One Singapore dollar could buy RM2.7234 yesterday - the weakest the Malaysian currency has been against the Singdollar since at least 1981.
A long queue of people, mainly wishing to buy ringgit, formed at Crante Money Changer in People's Park Complex yesterday, where the rate was S$1 to RM2.696.
Next door, Mr Muhamed Nasu, 41, co-owner of money changer Haji Rahmathullah Store, said he would bring in "a few hundred thousand" more ringgit today to cope with the demand. The rate at his shop was S$1 to RM2.695 yesterday, slightly lower than the RM2.70 on Tuesday.
At the neighbouring Emerald Money Changer, where the rate was also S$1 to RM2.695, an employee said it had run out of ringgit by the afternoon.
The Singdollar gained after the Monetary Authority of Singapore announced on Tuesday that it would maintain its stance of a modest and gradual appreciation of the currency.

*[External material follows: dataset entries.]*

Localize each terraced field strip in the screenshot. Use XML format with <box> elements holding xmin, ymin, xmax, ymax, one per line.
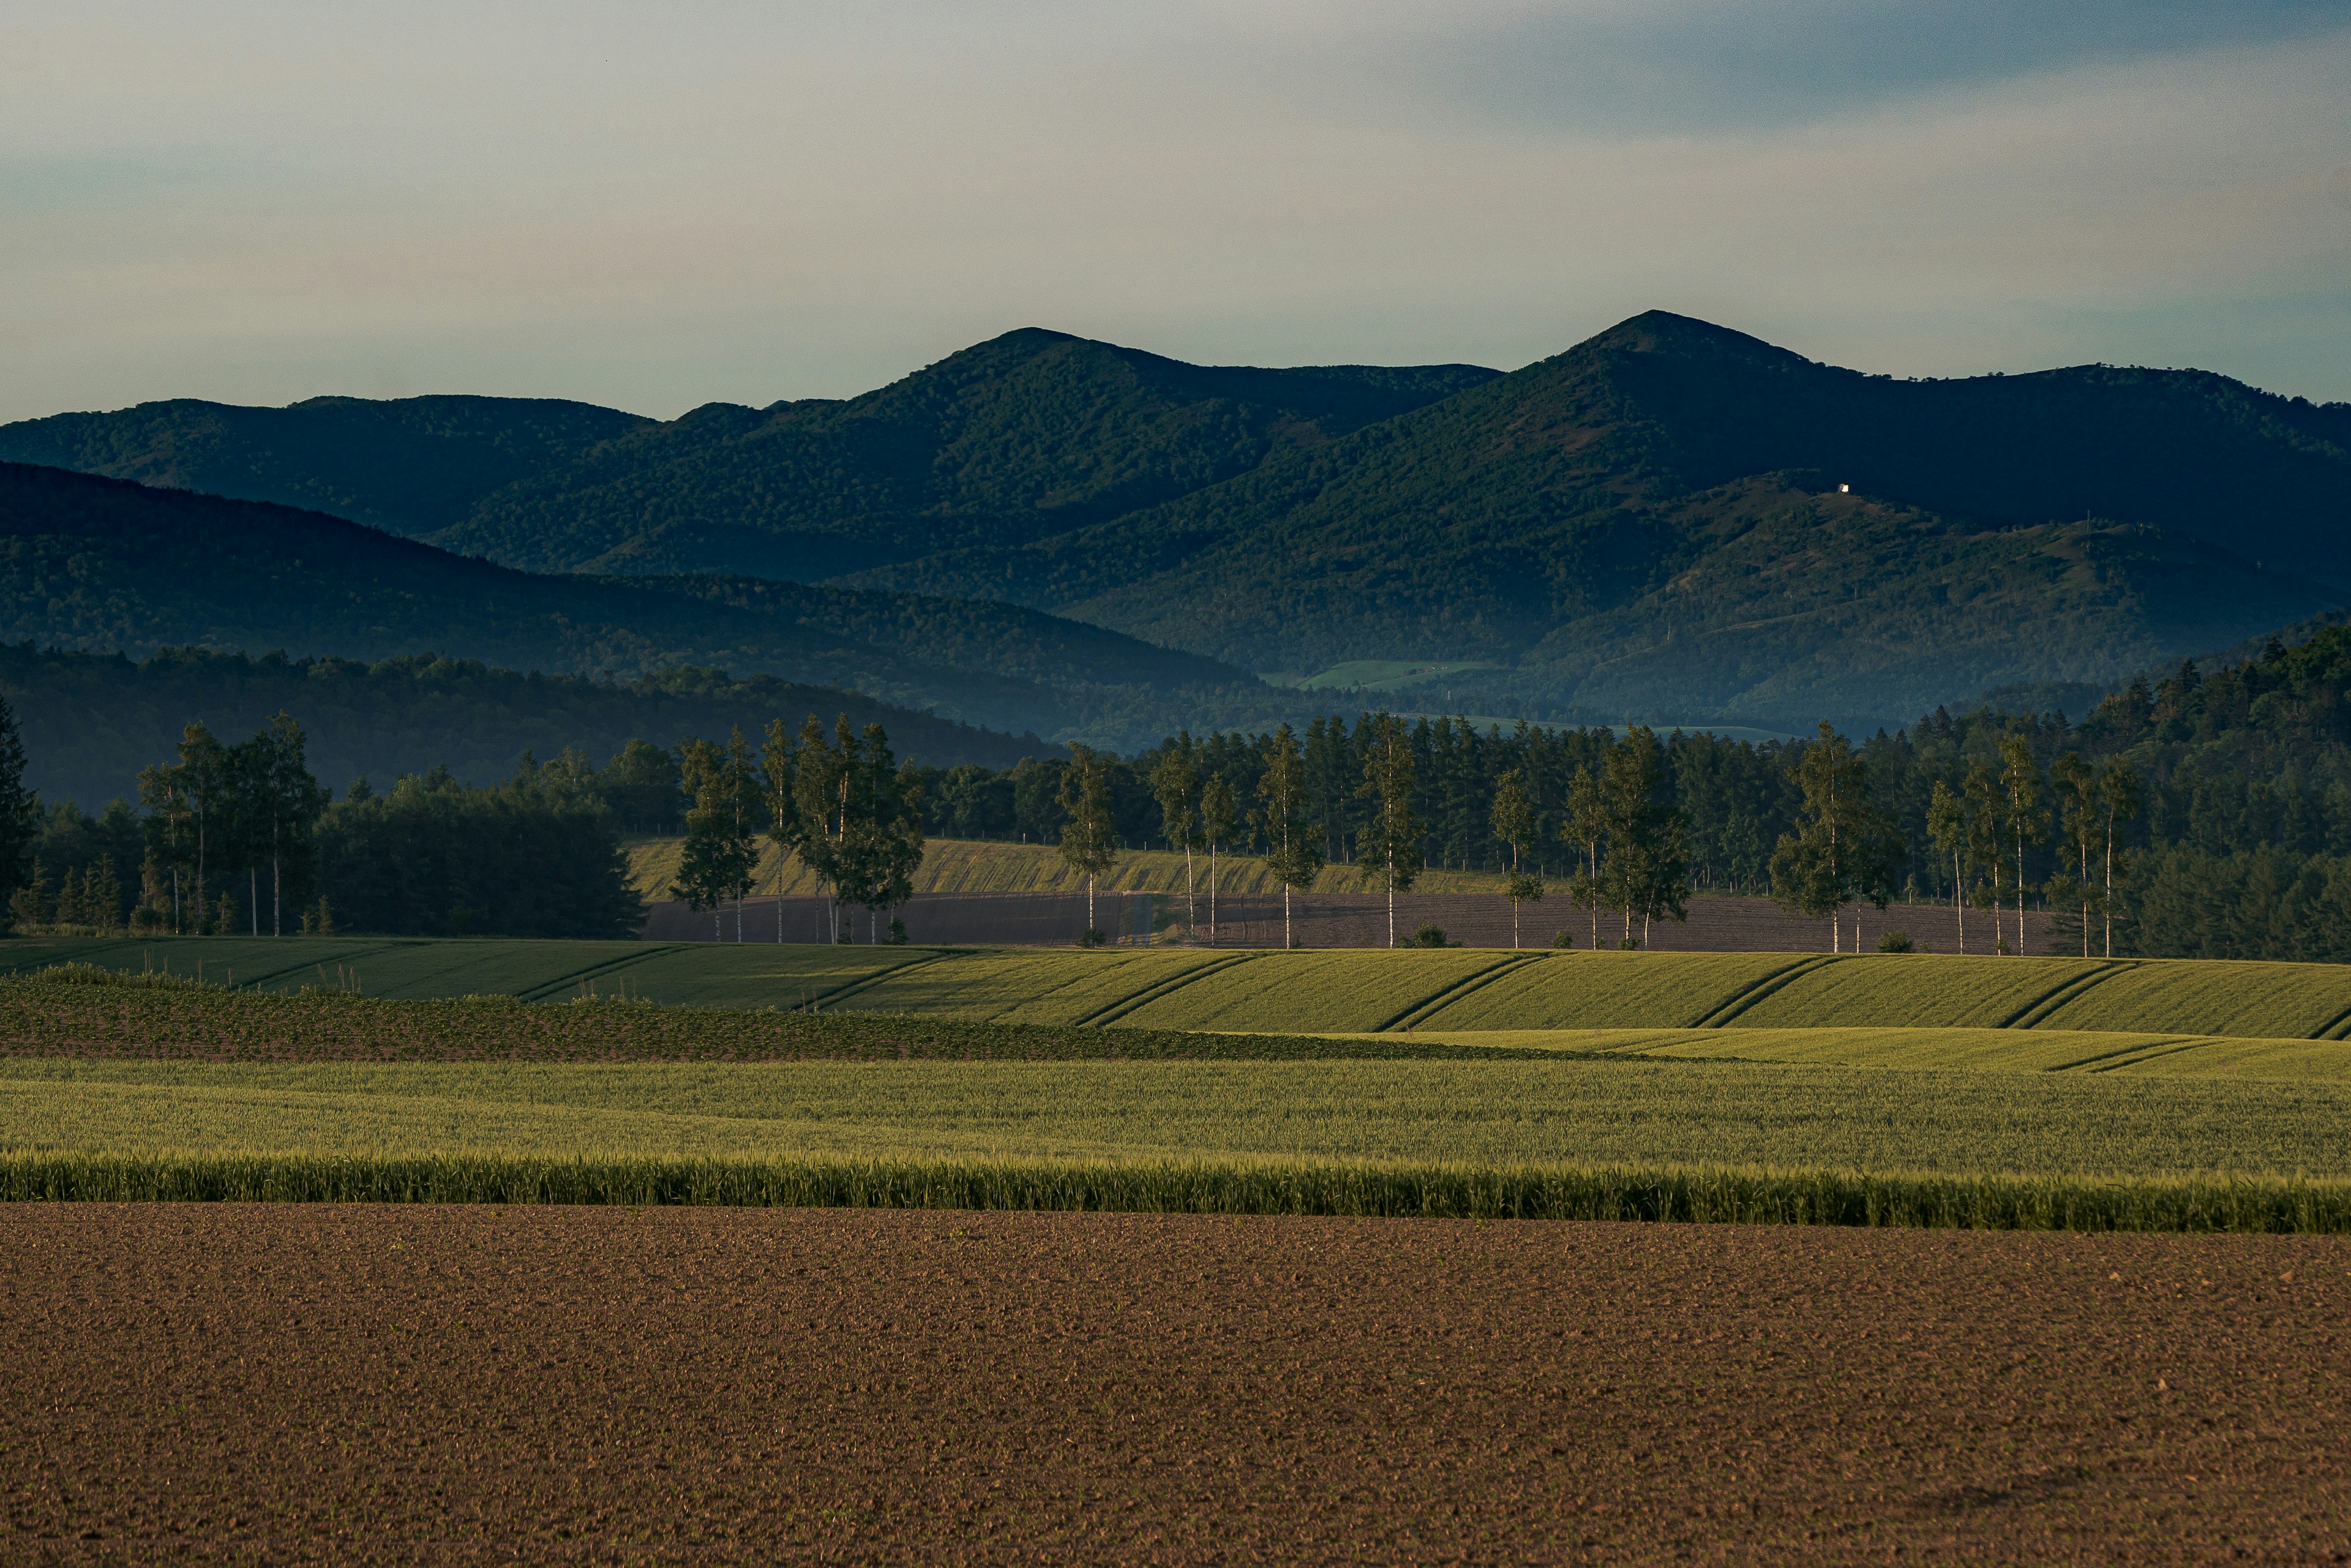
<box><xmin>1116</xmin><ymin>951</ymin><xmax>1518</xmax><ymax>1033</ymax></box>
<box><xmin>2033</xmin><ymin>959</ymin><xmax>2351</xmax><ymax>1040</ymax></box>
<box><xmin>1729</xmin><ymin>957</ymin><xmax>2111</xmax><ymax>1030</ymax></box>
<box><xmin>1413</xmin><ymin>953</ymin><xmax>1803</xmax><ymax>1030</ymax></box>
<box><xmin>515</xmin><ymin>945</ymin><xmax>697</xmax><ymax>1003</ymax></box>
<box><xmin>2006</xmin><ymin>962</ymin><xmax>2132</xmax><ymax>1029</ymax></box>
<box><xmin>1076</xmin><ymin>953</ymin><xmax>1261</xmax><ymax>1026</ymax></box>
<box><xmin>1690</xmin><ymin>956</ymin><xmax>1839</xmax><ymax>1027</ymax></box>
<box><xmin>1396</xmin><ymin>1027</ymin><xmax>2351</xmax><ymax>1080</ymax></box>
<box><xmin>1382</xmin><ymin>954</ymin><xmax>1542</xmax><ymax>1032</ymax></box>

Meanwhile, Malaysia has had a spot of financial trouble lately. National revenue for the major oil exporter has been hit hard by the slump in oil prices, forcing the government to raise its deficit target for its 2015 Budget.
Global oil prices are still likely to average significantly below the US$93 a barrel recorded last year. Malaysia's foreign reserves tumbled to US$105 billion (S$143 billion) at the end of last month, a US$25 billion drawdown from a year earlier, and which Bloomberg reported as the steepest slide among Asia's large economies during that period.

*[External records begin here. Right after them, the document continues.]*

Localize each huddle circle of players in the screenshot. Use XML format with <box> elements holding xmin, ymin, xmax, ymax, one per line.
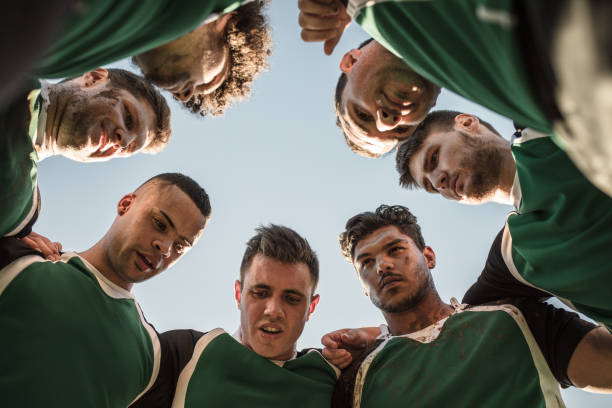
<box><xmin>1</xmin><ymin>1</ymin><xmax>611</xmax><ymax>407</ymax></box>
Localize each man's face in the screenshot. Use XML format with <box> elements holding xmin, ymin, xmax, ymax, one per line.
<box><xmin>407</xmin><ymin>126</ymin><xmax>505</xmax><ymax>204</ymax></box>
<box><xmin>53</xmin><ymin>71</ymin><xmax>157</xmax><ymax>163</ymax></box>
<box><xmin>339</xmin><ymin>41</ymin><xmax>439</xmax><ymax>155</ymax></box>
<box><xmin>235</xmin><ymin>254</ymin><xmax>319</xmax><ymax>361</ymax></box>
<box><xmin>106</xmin><ymin>184</ymin><xmax>207</xmax><ymax>287</ymax></box>
<box><xmin>353</xmin><ymin>226</ymin><xmax>434</xmax><ymax>313</ymax></box>
<box><xmin>134</xmin><ymin>13</ymin><xmax>234</xmax><ymax>102</ymax></box>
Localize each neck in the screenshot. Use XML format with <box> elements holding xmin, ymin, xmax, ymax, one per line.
<box><xmin>79</xmin><ymin>239</ymin><xmax>133</xmax><ymax>291</ymax></box>
<box><xmin>383</xmin><ymin>290</ymin><xmax>453</xmax><ymax>336</ymax></box>
<box><xmin>38</xmin><ymin>86</ymin><xmax>62</xmax><ymax>159</ymax></box>
<box><xmin>488</xmin><ymin>143</ymin><xmax>517</xmax><ymax>205</ymax></box>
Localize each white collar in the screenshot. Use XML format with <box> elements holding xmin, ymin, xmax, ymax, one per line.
<box><xmin>510</xmin><ymin>171</ymin><xmax>522</xmax><ymax>209</ymax></box>
<box><xmin>377</xmin><ymin>298</ymin><xmax>466</xmax><ymax>344</ymax></box>
<box><xmin>60</xmin><ymin>252</ymin><xmax>134</xmax><ymax>299</ymax></box>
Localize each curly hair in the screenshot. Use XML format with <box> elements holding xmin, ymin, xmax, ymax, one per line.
<box><xmin>185</xmin><ymin>0</ymin><xmax>272</xmax><ymax>116</ymax></box>
<box><xmin>339</xmin><ymin>205</ymin><xmax>426</xmax><ymax>262</ymax></box>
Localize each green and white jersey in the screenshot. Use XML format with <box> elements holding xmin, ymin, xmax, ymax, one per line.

Macquarie analyst Somesh Kumar Agarwal has said the weakening of the ringgit would affect tourist arrivals to Singapore and, in turn, potential revenues from the mass-market segment of Singapore's casinos.
Malaysians are among Singapore's top mass-market foreign gamblers, so the weak currency will put a dent in the high- stakes gaming business.

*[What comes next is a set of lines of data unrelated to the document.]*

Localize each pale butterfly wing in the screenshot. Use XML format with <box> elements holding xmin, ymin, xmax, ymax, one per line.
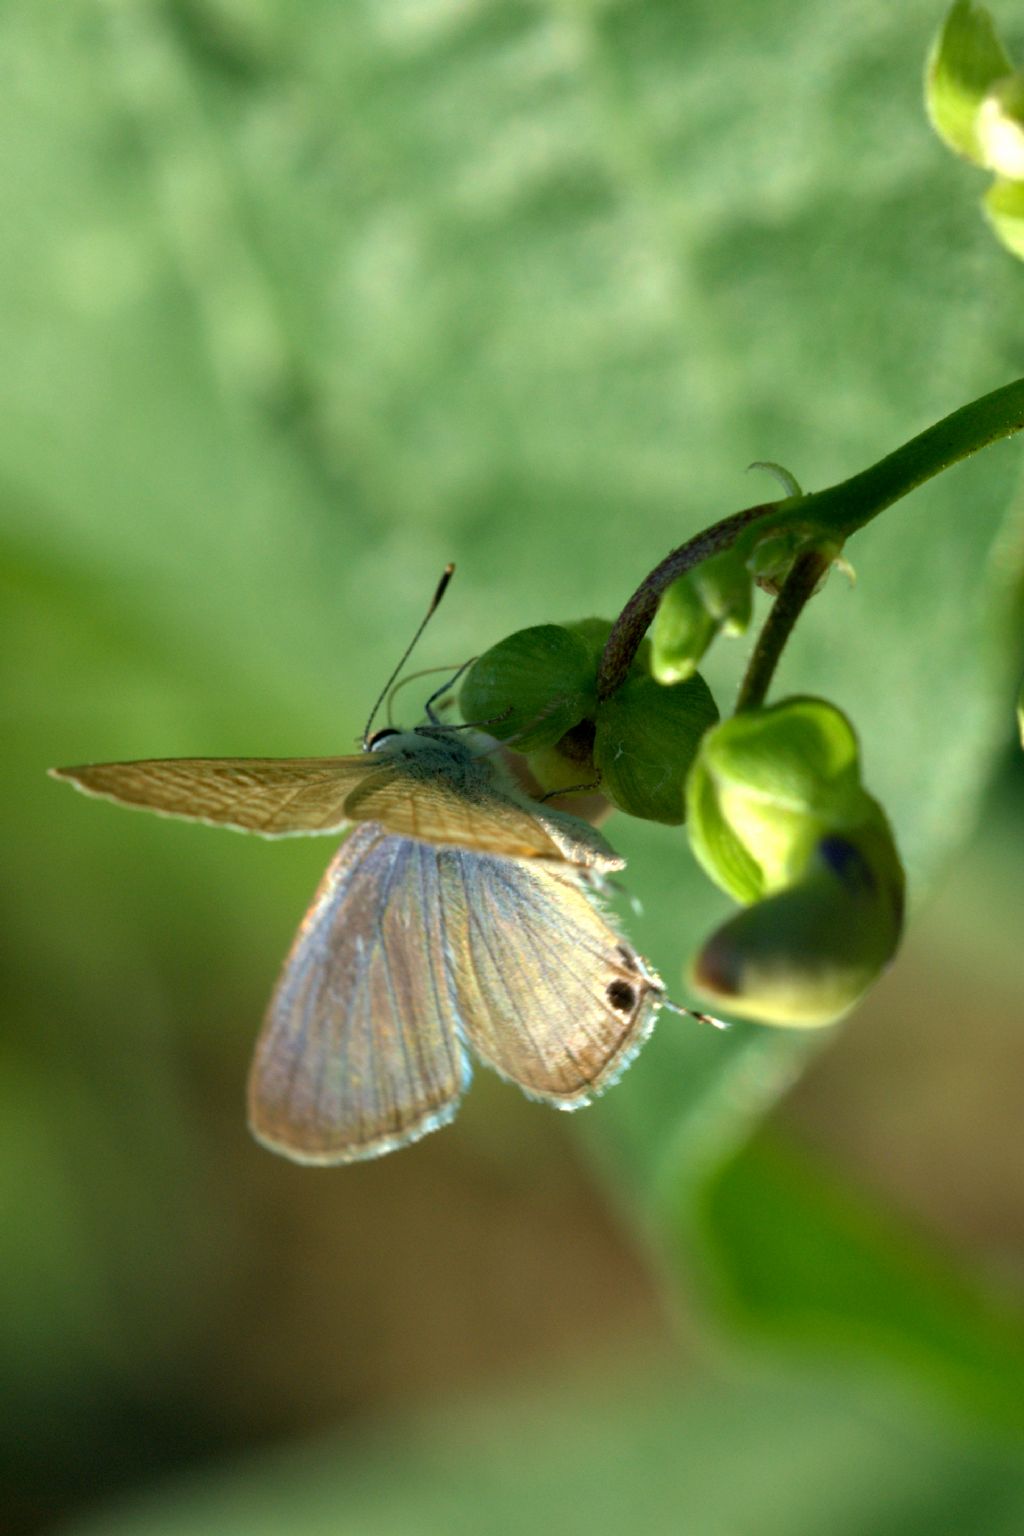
<box><xmin>343</xmin><ymin>739</ymin><xmax>624</xmax><ymax>871</ymax></box>
<box><xmin>251</xmin><ymin>828</ymin><xmax>659</xmax><ymax>1161</ymax></box>
<box><xmin>437</xmin><ymin>850</ymin><xmax>662</xmax><ymax>1105</ymax></box>
<box><xmin>49</xmin><ymin>756</ymin><xmax>389</xmax><ymax>837</ymax></box>
<box><xmin>343</xmin><ymin>770</ymin><xmax>573</xmax><ymax>861</ymax></box>
<box><xmin>51</xmin><ymin>732</ymin><xmax>623</xmax><ymax>865</ymax></box>
<box><xmin>249</xmin><ymin>824</ymin><xmax>470</xmax><ymax>1163</ymax></box>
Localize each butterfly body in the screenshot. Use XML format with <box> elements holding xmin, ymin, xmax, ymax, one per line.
<box><xmin>53</xmin><ymin>715</ymin><xmax>670</xmax><ymax>1164</ymax></box>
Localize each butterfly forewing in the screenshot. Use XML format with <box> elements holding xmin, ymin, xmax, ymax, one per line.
<box><xmin>437</xmin><ymin>850</ymin><xmax>663</xmax><ymax>1105</ymax></box>
<box><xmin>249</xmin><ymin>825</ymin><xmax>469</xmax><ymax>1163</ymax></box>
<box><xmin>50</xmin><ymin>756</ymin><xmax>387</xmax><ymax>837</ymax></box>
<box><xmin>343</xmin><ymin>741</ymin><xmax>624</xmax><ymax>871</ymax></box>
<box><xmin>342</xmin><ymin>771</ymin><xmax>570</xmax><ymax>861</ymax></box>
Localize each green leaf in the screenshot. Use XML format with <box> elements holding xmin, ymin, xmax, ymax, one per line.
<box><xmin>926</xmin><ymin>0</ymin><xmax>1015</xmax><ymax>164</ymax></box>
<box><xmin>594</xmin><ymin>668</ymin><xmax>719</xmax><ymax>824</ymax></box>
<box><xmin>691</xmin><ymin>1131</ymin><xmax>1024</xmax><ymax>1434</ymax></box>
<box><xmin>60</xmin><ymin>1350</ymin><xmax>1024</xmax><ymax>1536</ymax></box>
<box><xmin>459</xmin><ymin>624</ymin><xmax>595</xmax><ymax>751</ymax></box>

But Singapore shoppers to Malaysia are not complaining despite Malaysia's new 6 per cent goods and services tax kicking in on April 1. With an exchange rate favouring the Singdollar, items like milk powder, cooking oil and diapers still cost about the same.
IT analyst Terence Lim, 27, changed $1,000 yesterday, more than what he needs for a four-day trip to Johor Baru next month.
"I'll change more and keep it for later in case it goes up again," he said.
Malaysian Goh Fu Chao, 27, a logistics coordinator who lives and works in Singapore, changed $1,000 to pay for his car and housing loans in Johor, but reckons he would not save that much.
He said: "It doesn't really affect one much, unless you're changing $10,000 or more."